Agency overview
- Formed: 11 December 1998(Notification: S.R.O No. 1066/1998 Dt: 11-12-98)

Jurisdictional structure
- Legal jurisdiction: Kerala
- General nature: Federal law enforcement;

Operational structure
- Headquarters: Thiruvananthapuram, Kerala
- Agency executives: Alexander Thomas, Chairperson; P.Mohanadas, Member; V K Beenakumari, Member;

Website
- Official website

= Kerala State Human Rights Commission =

Indian state human rights ombudsman

The Kerala State Human Rights Commission was constituted on 11 December 1998 with the appointment of the first Chairperson Justice M.M. Pareed Pillay, a former Chief Justice of Kerala High Court, along with Dr. S. Balaraman and T.K. Wilson as supporting members by notification S.R.O No. 1066/1998 Dt: 11-12-98. The former Acting Chief Justice of Kerala High Court Justice Alexander Thomas is the present chairperson. The chairperson and members are appointed by the Kerala Governor.

== Organization ==
SHRC comprises a chairman and two members. The chairman should be a retired chief justice or judge of High Court and members should be serving or retired judges of HC or district judges with 7 years experience and knowledge or practical experience in the field of human rights. The SHRC is authorized to inquire into violations of human rights related to matters specified in the state list and concurrent list. But if NHRC or any other statutory commission has already inquired a matter then the SHRC doesn't investigate it. Objectives and duties are same as NHRC.

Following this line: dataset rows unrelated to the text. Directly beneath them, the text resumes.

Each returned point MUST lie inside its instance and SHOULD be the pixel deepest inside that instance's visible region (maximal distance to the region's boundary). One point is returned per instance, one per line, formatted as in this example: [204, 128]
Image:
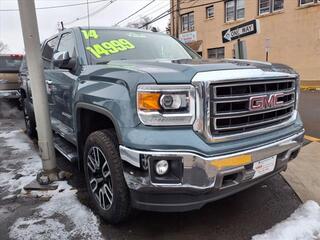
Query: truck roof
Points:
[114, 28]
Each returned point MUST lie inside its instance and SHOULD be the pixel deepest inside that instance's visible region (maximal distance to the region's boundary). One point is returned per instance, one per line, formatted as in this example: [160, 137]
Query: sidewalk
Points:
[303, 173]
[31, 215]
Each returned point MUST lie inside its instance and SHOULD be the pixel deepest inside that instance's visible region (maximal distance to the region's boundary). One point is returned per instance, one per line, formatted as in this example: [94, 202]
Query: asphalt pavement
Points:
[240, 216]
[309, 109]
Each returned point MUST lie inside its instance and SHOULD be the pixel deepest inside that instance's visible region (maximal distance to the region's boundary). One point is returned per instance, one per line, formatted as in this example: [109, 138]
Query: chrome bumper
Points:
[198, 171]
[12, 94]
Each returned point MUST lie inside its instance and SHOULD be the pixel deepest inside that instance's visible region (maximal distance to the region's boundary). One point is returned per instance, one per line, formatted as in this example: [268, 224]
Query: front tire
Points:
[106, 185]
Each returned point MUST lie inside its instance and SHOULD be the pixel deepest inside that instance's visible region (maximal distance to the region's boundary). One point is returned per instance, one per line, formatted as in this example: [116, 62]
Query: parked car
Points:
[9, 79]
[157, 128]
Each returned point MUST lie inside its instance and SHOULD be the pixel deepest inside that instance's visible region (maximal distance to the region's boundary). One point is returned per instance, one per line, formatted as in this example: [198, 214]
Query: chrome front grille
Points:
[230, 111]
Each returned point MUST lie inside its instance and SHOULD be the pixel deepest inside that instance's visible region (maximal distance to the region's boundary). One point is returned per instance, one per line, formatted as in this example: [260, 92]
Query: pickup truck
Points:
[155, 127]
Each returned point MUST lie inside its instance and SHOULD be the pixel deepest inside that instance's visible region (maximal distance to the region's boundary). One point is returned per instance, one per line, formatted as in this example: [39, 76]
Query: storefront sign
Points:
[188, 37]
[239, 31]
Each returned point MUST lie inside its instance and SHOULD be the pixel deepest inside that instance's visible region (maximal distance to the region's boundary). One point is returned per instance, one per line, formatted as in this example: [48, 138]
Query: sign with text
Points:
[240, 31]
[188, 37]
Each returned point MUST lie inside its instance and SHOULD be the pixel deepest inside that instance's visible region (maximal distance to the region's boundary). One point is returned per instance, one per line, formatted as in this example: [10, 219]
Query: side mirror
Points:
[63, 60]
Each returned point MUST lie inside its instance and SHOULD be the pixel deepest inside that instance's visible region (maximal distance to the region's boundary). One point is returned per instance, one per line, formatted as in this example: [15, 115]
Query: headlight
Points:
[165, 105]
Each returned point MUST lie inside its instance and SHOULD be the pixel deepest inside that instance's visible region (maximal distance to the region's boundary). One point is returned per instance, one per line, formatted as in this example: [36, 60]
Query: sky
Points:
[10, 27]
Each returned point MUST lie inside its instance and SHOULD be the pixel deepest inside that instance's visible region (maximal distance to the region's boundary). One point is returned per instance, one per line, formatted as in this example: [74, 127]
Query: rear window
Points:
[10, 63]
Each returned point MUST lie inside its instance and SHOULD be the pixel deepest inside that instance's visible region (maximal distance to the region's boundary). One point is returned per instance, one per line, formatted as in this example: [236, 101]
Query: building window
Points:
[268, 6]
[277, 5]
[187, 22]
[234, 10]
[210, 12]
[306, 2]
[216, 53]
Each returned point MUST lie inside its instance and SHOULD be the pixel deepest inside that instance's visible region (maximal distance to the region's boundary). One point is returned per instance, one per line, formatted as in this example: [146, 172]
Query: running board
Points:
[65, 148]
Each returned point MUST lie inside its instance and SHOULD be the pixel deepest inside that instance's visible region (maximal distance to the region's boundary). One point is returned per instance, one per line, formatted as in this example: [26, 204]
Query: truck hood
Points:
[182, 71]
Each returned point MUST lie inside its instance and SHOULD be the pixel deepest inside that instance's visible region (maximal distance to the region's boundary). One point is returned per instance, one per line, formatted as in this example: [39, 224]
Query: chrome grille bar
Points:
[229, 105]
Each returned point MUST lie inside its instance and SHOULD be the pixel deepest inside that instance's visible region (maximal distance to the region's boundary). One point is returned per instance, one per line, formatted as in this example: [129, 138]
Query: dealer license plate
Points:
[264, 166]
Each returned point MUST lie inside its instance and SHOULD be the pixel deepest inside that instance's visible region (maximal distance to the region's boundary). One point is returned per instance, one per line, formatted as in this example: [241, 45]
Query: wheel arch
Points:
[104, 119]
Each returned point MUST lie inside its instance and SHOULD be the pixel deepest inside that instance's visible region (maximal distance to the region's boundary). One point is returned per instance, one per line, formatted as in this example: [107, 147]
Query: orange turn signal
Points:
[149, 101]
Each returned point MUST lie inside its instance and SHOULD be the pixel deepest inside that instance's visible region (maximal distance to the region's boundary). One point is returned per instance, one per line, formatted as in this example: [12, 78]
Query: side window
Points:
[47, 52]
[67, 44]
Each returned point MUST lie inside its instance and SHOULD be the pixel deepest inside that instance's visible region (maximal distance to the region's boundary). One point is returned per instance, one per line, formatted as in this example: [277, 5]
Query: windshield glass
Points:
[104, 45]
[10, 63]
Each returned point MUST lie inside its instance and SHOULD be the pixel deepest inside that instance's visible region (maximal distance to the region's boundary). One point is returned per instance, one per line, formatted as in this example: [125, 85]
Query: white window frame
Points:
[190, 27]
[271, 8]
[235, 10]
[306, 4]
[207, 15]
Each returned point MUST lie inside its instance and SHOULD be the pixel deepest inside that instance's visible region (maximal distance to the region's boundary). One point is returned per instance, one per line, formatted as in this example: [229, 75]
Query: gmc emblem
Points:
[265, 101]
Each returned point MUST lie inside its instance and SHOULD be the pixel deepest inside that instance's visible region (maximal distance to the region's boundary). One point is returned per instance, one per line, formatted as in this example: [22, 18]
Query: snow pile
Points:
[22, 164]
[62, 217]
[303, 224]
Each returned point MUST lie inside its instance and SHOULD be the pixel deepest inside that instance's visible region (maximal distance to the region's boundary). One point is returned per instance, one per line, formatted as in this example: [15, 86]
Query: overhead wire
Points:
[55, 6]
[139, 10]
[169, 11]
[92, 13]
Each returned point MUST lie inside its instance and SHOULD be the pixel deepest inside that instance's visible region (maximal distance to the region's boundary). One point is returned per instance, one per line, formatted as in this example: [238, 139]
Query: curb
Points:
[303, 173]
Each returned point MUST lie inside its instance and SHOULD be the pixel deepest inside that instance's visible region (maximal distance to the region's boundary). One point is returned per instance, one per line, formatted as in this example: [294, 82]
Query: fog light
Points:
[162, 167]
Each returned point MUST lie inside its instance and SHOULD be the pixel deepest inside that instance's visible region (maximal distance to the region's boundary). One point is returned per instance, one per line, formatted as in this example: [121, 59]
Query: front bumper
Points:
[201, 180]
[11, 94]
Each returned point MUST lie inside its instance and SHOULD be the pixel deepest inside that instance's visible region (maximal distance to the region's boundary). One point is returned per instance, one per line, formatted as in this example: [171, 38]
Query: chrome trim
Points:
[287, 91]
[257, 112]
[249, 125]
[9, 94]
[198, 172]
[241, 112]
[202, 82]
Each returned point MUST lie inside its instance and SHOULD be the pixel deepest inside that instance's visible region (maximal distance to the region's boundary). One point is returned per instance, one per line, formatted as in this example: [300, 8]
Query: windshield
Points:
[10, 63]
[103, 45]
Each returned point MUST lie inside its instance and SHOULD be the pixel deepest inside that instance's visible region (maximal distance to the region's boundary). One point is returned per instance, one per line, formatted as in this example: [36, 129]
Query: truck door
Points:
[61, 83]
[47, 54]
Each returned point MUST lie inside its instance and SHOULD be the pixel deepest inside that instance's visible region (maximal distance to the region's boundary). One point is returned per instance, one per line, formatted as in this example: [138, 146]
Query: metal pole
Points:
[40, 100]
[172, 31]
[178, 19]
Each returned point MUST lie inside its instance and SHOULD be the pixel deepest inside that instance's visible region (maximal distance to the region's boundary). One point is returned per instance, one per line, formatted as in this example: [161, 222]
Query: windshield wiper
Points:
[105, 62]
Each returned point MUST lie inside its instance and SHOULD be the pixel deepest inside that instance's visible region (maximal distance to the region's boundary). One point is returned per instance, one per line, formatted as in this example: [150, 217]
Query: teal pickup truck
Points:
[157, 128]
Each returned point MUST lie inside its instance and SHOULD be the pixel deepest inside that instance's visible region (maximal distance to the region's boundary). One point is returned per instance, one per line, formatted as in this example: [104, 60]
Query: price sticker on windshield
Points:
[110, 47]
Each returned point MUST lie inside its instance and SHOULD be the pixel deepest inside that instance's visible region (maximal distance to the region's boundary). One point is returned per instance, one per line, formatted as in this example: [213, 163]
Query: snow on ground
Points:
[62, 217]
[303, 224]
[21, 166]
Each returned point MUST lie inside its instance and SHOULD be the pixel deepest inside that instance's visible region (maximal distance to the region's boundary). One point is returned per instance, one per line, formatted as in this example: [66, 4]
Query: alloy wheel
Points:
[100, 177]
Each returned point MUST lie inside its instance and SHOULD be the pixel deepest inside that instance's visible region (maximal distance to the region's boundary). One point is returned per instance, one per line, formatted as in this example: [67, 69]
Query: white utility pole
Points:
[39, 94]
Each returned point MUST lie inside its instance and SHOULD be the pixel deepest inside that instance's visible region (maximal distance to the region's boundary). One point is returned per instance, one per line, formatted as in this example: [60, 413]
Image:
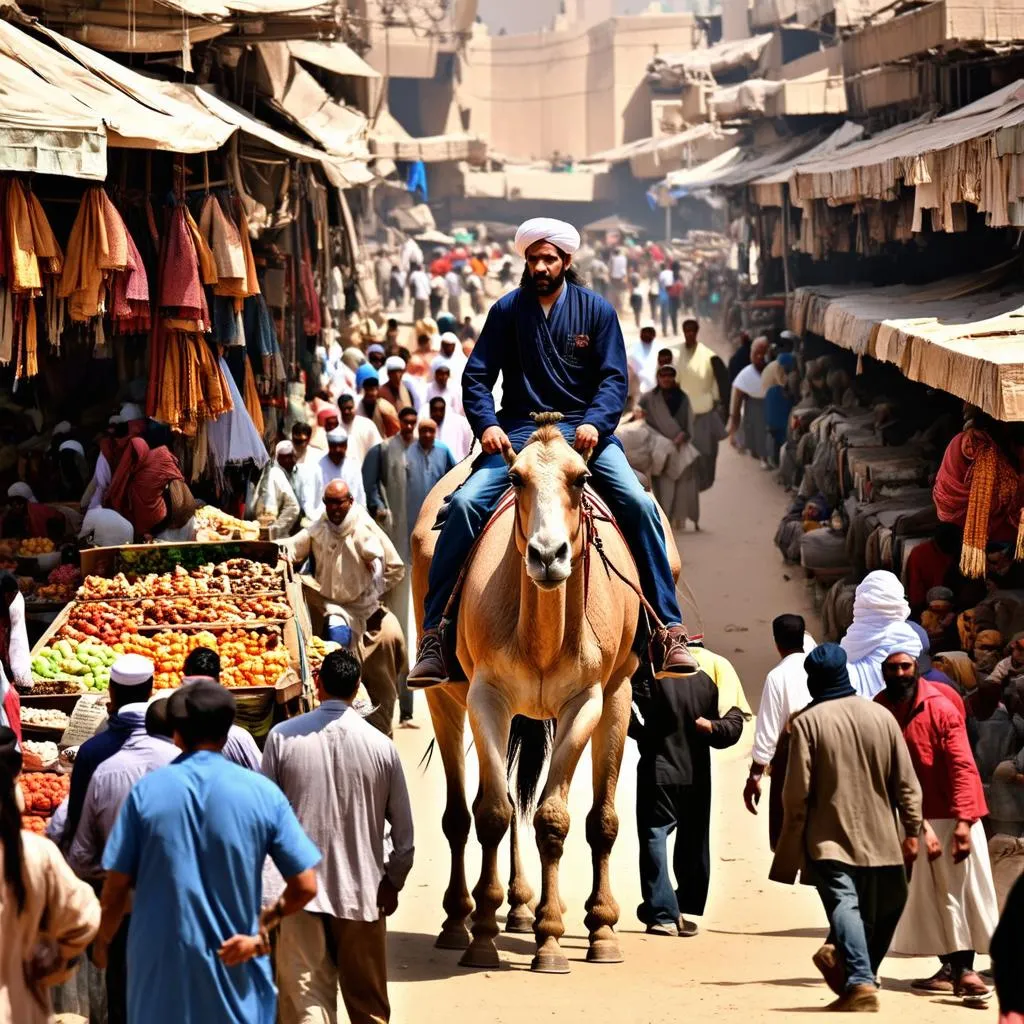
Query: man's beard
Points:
[546, 285]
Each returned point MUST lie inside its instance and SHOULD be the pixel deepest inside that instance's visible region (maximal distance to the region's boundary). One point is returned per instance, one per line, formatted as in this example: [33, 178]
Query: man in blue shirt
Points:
[559, 348]
[192, 840]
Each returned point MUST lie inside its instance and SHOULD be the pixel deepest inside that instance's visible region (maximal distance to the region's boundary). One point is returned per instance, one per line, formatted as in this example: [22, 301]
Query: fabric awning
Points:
[964, 335]
[767, 188]
[155, 124]
[46, 131]
[339, 129]
[334, 56]
[873, 168]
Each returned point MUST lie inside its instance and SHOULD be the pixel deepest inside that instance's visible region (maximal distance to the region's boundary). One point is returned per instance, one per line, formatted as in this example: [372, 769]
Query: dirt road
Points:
[752, 960]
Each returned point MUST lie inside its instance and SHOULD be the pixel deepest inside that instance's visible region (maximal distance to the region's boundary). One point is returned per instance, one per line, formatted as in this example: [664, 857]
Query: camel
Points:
[532, 646]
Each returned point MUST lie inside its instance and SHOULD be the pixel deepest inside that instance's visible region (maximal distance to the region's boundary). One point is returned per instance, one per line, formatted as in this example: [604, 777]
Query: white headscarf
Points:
[558, 232]
[108, 528]
[880, 613]
[20, 489]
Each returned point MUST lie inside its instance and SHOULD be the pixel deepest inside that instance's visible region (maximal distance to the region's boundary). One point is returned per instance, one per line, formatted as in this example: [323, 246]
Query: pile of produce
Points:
[86, 664]
[247, 657]
[36, 546]
[45, 718]
[43, 792]
[100, 621]
[237, 576]
[182, 611]
[212, 524]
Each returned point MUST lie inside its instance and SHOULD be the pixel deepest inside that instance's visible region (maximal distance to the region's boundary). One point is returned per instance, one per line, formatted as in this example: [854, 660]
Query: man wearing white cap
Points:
[394, 388]
[642, 357]
[558, 347]
[440, 384]
[275, 502]
[107, 790]
[336, 465]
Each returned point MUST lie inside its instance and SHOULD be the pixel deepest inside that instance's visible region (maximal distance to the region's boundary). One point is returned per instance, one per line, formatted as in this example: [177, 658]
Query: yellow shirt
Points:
[696, 378]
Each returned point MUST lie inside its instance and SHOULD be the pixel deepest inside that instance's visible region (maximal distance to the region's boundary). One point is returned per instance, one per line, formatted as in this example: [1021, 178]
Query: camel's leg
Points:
[520, 916]
[491, 719]
[449, 717]
[577, 722]
[602, 822]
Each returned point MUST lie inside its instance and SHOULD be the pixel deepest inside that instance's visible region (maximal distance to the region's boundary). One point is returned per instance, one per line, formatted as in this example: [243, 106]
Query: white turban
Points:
[20, 489]
[558, 232]
[131, 670]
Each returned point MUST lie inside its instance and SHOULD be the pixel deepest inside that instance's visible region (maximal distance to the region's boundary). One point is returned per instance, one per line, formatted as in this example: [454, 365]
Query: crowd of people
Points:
[183, 851]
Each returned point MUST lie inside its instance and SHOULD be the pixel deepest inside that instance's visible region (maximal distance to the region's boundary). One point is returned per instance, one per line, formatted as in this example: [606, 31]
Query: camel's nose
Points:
[548, 557]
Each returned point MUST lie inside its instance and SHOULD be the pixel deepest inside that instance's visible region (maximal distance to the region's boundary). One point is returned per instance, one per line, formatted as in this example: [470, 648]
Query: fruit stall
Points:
[161, 601]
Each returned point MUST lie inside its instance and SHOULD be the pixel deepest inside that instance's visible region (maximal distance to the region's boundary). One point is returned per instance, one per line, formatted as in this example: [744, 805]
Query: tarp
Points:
[339, 129]
[672, 70]
[44, 130]
[964, 335]
[157, 124]
[335, 56]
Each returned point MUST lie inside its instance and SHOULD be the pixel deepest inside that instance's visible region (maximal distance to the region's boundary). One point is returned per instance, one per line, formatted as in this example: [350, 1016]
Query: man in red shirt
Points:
[951, 909]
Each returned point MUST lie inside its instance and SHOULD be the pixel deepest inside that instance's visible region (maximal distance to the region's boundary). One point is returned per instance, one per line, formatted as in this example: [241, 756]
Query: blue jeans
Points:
[863, 905]
[635, 510]
[663, 809]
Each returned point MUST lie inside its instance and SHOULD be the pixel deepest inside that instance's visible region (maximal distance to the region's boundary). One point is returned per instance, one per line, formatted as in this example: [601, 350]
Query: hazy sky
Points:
[525, 15]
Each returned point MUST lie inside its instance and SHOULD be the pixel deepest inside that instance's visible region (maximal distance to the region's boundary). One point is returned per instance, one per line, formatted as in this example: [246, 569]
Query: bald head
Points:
[337, 502]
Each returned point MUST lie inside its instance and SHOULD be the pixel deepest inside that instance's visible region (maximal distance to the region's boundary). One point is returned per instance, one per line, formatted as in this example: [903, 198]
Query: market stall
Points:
[162, 601]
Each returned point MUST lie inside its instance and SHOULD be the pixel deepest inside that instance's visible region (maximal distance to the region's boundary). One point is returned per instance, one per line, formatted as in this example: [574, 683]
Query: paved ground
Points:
[752, 961]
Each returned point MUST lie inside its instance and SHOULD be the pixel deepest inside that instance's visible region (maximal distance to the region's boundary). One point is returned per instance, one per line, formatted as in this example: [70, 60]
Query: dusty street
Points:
[752, 960]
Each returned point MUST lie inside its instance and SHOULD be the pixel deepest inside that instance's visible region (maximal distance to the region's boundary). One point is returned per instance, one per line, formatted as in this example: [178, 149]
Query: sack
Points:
[180, 503]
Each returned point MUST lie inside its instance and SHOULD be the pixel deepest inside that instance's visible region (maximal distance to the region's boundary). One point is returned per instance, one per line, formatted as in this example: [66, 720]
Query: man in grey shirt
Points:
[203, 663]
[344, 780]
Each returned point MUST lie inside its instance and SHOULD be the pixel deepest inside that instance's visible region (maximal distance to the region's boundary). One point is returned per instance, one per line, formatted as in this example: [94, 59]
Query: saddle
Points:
[594, 511]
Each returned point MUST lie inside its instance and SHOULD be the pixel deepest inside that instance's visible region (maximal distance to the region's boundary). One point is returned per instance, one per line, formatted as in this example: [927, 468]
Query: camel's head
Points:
[549, 477]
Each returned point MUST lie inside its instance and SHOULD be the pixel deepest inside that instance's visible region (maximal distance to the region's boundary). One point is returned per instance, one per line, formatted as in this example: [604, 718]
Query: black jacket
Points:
[673, 752]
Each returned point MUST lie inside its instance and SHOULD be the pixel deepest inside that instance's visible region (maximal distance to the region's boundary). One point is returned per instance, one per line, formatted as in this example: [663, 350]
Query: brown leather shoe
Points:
[429, 669]
[856, 999]
[669, 653]
[828, 962]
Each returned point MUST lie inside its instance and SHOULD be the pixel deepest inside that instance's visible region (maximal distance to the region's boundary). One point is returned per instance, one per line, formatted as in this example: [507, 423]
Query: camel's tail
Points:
[529, 743]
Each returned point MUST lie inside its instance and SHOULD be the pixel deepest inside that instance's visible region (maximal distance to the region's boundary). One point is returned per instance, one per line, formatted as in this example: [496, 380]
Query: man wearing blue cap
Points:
[558, 348]
[849, 769]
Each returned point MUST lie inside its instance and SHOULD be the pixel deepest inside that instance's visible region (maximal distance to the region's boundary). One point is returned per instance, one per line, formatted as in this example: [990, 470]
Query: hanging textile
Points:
[186, 383]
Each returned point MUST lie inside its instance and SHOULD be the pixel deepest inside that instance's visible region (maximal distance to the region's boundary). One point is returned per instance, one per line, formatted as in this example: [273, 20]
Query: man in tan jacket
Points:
[849, 769]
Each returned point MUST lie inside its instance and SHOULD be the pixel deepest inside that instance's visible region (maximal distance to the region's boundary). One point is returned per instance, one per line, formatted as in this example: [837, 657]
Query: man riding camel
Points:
[558, 347]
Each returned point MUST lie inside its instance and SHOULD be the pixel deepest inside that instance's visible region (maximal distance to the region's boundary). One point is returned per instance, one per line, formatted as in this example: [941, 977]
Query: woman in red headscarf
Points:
[148, 489]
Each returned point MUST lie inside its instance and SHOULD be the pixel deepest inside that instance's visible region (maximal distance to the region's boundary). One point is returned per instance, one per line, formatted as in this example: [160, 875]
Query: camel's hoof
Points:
[453, 938]
[550, 964]
[481, 955]
[604, 951]
[519, 921]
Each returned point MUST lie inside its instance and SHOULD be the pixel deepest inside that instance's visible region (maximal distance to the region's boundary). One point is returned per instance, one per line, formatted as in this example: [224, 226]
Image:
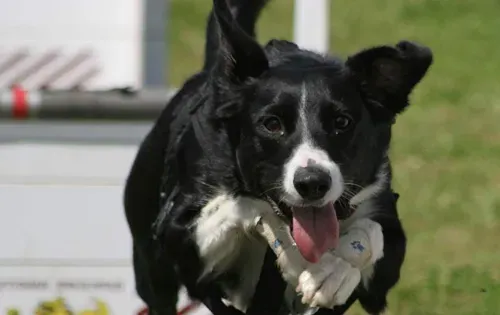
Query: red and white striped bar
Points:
[120, 104]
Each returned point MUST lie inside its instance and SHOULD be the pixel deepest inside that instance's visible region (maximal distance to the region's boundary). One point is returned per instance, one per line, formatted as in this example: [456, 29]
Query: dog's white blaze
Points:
[308, 151]
[301, 155]
[306, 135]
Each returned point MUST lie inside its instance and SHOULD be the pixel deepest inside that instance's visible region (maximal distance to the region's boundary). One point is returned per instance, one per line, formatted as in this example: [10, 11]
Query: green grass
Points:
[446, 148]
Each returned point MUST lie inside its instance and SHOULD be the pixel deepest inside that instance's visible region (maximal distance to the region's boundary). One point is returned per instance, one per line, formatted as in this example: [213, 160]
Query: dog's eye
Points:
[273, 125]
[342, 122]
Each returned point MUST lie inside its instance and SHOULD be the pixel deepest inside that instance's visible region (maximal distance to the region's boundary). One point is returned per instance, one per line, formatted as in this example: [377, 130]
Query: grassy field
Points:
[446, 149]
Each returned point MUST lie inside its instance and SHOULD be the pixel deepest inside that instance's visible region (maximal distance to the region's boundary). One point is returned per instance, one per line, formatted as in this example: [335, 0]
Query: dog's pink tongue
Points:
[315, 230]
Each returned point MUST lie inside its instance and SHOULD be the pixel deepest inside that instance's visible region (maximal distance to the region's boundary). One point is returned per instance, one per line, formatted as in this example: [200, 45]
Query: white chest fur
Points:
[224, 233]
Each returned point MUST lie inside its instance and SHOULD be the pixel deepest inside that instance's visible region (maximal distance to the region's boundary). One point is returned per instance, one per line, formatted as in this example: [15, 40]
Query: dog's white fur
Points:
[304, 152]
[224, 233]
[307, 150]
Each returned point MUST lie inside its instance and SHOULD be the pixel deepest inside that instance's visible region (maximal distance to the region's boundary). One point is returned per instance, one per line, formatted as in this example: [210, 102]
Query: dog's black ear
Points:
[387, 75]
[240, 56]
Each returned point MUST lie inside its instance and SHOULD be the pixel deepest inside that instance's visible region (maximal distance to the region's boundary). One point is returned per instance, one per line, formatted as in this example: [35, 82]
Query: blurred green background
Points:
[446, 148]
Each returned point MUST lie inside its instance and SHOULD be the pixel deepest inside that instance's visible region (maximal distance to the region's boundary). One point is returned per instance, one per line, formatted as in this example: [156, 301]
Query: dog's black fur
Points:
[212, 136]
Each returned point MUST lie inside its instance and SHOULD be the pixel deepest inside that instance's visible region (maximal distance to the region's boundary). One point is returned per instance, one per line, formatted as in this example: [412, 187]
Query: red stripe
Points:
[20, 107]
[183, 311]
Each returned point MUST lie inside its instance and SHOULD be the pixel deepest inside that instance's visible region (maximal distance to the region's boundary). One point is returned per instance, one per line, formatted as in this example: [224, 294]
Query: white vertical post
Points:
[311, 24]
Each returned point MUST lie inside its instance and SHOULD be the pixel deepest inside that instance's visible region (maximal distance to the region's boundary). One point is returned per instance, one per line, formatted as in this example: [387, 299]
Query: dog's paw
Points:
[329, 282]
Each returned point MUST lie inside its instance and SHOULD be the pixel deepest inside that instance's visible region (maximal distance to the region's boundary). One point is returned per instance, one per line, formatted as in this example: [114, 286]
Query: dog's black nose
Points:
[312, 182]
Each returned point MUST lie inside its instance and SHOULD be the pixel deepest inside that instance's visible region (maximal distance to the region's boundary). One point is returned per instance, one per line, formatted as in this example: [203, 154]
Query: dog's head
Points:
[314, 130]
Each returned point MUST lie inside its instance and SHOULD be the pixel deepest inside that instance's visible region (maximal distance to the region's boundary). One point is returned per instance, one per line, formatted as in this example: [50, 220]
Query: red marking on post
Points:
[188, 308]
[20, 107]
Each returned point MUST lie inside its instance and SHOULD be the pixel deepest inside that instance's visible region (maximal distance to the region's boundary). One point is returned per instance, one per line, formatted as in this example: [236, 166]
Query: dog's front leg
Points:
[332, 280]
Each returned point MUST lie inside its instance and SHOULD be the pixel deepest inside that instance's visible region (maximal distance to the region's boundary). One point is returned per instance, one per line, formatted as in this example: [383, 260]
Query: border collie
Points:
[272, 129]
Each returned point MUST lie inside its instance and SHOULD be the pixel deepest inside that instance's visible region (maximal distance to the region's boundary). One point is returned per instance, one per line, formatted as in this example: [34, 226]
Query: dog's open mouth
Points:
[314, 229]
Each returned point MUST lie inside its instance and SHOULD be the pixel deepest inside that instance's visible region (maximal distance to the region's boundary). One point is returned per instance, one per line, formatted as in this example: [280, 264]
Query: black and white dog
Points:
[272, 129]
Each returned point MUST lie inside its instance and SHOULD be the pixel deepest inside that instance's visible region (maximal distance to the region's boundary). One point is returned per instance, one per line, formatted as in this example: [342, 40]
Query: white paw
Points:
[329, 282]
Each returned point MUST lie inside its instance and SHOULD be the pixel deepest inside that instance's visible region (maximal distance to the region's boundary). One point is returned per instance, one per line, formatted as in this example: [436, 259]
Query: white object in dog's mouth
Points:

A sitting judge of HC or sitting district judge can be appointed only after recommendations of CJ of high court. Once the members cease to occupy office they aren't eligible for any appointment under central or state government. Members are not eligible for reappointment subject to age criteria. Term is 70 years of age or three years.

== Composition ==
The Chairperson and members of the Kerala HRC are appointed by the Governor, on the recommendation of a committee consisting of:

- The Chief Minister (chairperson)
- The Home Minister
- The Leader of the Opposition in the legislative assembly
- The Speaker of the legislative assembly

Current composition of members
| Position | Name | Ref |
|---|---|---|
| Chairperson | Justice Alexander Thomas |  |
| Judicial Member | K. Byjunath |  |
| Member | Geetha. V |  |

==Investigation Wing==
The incumbent IGP and Chief Investigation Officer is J. Jayanath IPS.

The Investigation Wing of the Kerala State Human Rights Commission assists the Commission in investigating complaints of human rights violations. It was constituted in 2000 under Section 27 of the Protection of Human Rights Act, 1993, and is headed by an officer of the rank of Inspector General of Police (IGP). The IGP & Chief Investigation Officer (CIO) is assisted by officers of the rank of SP, DySP, CI, SIs, HCs and CPOs.

==Functions==
According to TPHRA, 1993 (with amendment act 2006), the commission is entitled to perform any of the following functions:

- Autonomously investigate on a petition filed by a victim or any person on his/her behalf as a complaint of
1. Violation of human rights and instigation or
2. Negligence in the prevention of such violations by any public servant.
- Get involved in any proceeding under allegation or violation of human right pending before a court with the approval of that court.
- Inspect living conditions of the inmates in any jail or any other institution under the control of the State Government where persons are detained or lodged for purposes of treatment, reformation or protection.
- Review the safeguards provided in the constitution or any other law for the time it is in force to ensure the protection of human rights
- Review the factors that inhibit the enjoyment of human rights
- Undertake and promote research and awareness programs in the field of human rights
- Promote human right awareness through literacy campaigns, publications, seminars etc. for the protection and safeguards available under human rights practices.
- Encourage involvement of Non-Government Organizations and individuals for expansion work in the field of human rights awareness.
- Perform any other functions that may be considered necessary for the promotion of human rights.

It is clarified that though the commission has the power to inquire in violation of human rights (or instigation thereof) by a public servant; Instances where the human rights are violated by any individual citizen then the commission can intervene, if there is failure or negligence on the part of a public and servant to prevent any such violation.